Ai2 introduces Molmo 2, an open-source video understanding model built to prove that small, transparent AI systems can compete with closed, proprietary platforms for grounded video intelligence.
The Allen Institute for AI (Ai2) has released Molmo 2, an open source video understanding model that aims to demonstrate that small open models can serve as a reliable alternative to large proprietary systems for enterprise video analysis.

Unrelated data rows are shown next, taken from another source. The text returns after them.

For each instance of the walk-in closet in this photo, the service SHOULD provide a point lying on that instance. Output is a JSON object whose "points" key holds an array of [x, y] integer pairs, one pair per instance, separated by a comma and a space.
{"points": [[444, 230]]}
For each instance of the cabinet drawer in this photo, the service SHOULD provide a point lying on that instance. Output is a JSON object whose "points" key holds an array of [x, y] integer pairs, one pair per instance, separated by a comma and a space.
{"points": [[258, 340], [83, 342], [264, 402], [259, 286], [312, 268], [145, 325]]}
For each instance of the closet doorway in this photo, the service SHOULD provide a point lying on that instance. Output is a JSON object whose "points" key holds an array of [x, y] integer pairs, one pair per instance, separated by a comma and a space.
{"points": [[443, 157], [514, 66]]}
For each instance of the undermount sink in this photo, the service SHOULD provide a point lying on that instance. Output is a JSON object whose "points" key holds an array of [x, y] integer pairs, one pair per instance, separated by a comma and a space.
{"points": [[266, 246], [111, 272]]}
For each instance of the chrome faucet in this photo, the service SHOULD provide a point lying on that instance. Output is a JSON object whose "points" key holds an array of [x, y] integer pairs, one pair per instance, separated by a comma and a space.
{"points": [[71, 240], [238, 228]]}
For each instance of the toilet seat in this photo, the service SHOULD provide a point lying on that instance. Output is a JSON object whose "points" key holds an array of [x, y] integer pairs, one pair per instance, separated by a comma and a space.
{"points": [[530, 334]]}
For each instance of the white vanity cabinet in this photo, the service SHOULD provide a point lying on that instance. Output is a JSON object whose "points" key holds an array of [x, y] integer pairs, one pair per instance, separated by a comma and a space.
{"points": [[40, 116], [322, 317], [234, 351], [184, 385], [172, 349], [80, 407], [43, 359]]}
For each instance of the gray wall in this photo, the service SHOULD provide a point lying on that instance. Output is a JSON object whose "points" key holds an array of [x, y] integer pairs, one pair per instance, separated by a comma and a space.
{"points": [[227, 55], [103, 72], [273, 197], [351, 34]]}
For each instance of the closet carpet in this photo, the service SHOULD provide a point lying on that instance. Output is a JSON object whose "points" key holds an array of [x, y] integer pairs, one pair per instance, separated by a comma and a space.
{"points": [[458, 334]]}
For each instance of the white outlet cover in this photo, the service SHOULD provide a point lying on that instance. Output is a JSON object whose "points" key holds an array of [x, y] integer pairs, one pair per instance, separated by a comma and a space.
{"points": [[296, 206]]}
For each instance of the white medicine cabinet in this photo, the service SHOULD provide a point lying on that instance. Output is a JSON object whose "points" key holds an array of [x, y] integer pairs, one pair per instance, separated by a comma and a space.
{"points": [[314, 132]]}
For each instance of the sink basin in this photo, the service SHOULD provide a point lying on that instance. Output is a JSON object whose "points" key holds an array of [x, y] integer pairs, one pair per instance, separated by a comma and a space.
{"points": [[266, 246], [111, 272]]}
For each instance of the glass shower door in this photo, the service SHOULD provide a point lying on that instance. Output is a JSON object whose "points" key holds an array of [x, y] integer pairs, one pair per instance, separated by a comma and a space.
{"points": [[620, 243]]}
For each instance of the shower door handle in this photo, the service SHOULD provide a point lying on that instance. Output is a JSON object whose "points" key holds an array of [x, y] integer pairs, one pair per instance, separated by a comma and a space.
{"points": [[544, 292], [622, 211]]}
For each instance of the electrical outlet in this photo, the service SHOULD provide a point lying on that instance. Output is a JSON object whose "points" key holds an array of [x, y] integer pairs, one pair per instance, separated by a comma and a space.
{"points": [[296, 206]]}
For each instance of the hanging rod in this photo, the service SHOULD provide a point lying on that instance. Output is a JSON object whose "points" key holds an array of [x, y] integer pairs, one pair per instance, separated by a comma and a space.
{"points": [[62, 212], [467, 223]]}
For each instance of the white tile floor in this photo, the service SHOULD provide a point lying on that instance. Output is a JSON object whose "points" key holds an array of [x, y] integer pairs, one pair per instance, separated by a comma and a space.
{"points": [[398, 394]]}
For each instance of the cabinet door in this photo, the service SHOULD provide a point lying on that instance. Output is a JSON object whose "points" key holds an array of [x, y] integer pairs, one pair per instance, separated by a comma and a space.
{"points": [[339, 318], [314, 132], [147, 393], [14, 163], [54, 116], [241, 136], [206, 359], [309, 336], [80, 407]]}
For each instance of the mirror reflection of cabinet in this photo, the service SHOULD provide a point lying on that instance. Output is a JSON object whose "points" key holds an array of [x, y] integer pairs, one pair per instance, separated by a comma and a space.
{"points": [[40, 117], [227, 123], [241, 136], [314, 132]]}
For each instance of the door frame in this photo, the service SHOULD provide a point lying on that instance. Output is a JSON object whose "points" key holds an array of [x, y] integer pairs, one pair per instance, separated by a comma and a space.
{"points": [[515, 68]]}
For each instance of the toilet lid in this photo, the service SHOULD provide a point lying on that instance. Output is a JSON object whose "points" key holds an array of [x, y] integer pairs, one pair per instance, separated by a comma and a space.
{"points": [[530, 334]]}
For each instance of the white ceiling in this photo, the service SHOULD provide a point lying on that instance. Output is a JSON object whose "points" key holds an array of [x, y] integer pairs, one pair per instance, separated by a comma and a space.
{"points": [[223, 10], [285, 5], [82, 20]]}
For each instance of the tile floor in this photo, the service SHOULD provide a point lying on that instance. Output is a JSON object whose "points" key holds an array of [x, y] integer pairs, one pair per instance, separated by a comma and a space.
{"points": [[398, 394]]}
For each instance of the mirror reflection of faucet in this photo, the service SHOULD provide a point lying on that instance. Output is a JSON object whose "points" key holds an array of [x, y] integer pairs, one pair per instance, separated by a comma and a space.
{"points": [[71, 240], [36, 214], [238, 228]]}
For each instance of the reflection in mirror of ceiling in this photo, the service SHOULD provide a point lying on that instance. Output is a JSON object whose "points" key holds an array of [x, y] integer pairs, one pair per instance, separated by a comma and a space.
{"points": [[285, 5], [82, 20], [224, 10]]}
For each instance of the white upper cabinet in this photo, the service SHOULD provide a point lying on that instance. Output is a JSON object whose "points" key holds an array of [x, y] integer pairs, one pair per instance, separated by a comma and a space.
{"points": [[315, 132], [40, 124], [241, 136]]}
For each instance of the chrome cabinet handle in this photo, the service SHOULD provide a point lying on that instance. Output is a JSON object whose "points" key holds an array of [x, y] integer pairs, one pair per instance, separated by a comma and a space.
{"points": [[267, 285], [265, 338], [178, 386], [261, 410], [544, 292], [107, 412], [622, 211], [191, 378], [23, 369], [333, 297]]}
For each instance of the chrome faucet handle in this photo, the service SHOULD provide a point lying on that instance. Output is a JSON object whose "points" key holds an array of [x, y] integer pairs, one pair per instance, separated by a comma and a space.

Molmo 2 is designed to challenge the dominance of closed models in grounded vision, a key feature for video understanding that directly connects visual elements to language and reasoning. Ai2 said in a press release that Molmo 2 “takes Molmo's strength in grounded vision and extends it to video and multi-image understanding.” The institute added, “One of our core design goals was to fill a major gap in open models: grounding.”
Ai2 has released three variants. The Molmo 2 8B is a Qwen-3 based model that is described as “the best all-around model for video grounding and QA.” Molmo 2 4B, optimized for more efficient deployment. and the Molmo 2-O 7B, built on the Olmo model of Ai2. All variants support single-image, multi-image, and variable-length video input, enabling tasks such as video grounding, object tracking, and question answering.
According to Ai2, Molmo 2 outperforms earlier Molmo versions in accuracy, temporal understanding, and pixel-level grounding, and in some cases has competitive performance with larger proprietary models such as Google's Gemini 3. Despite its smaller size, the Molmo 2 model outperformed the Gemini 3 Pro and other openweight competitors on video tracking benchmarks.
Ai2 pointed out that Molmo 2's biggest benefits come in video grounding and video counting. But the institute acknowledged that challenges remain, saying: “These results highlight both progress and remaining headroom. Video grounding remains challenging, and no model yet reaches 40% accuracy.”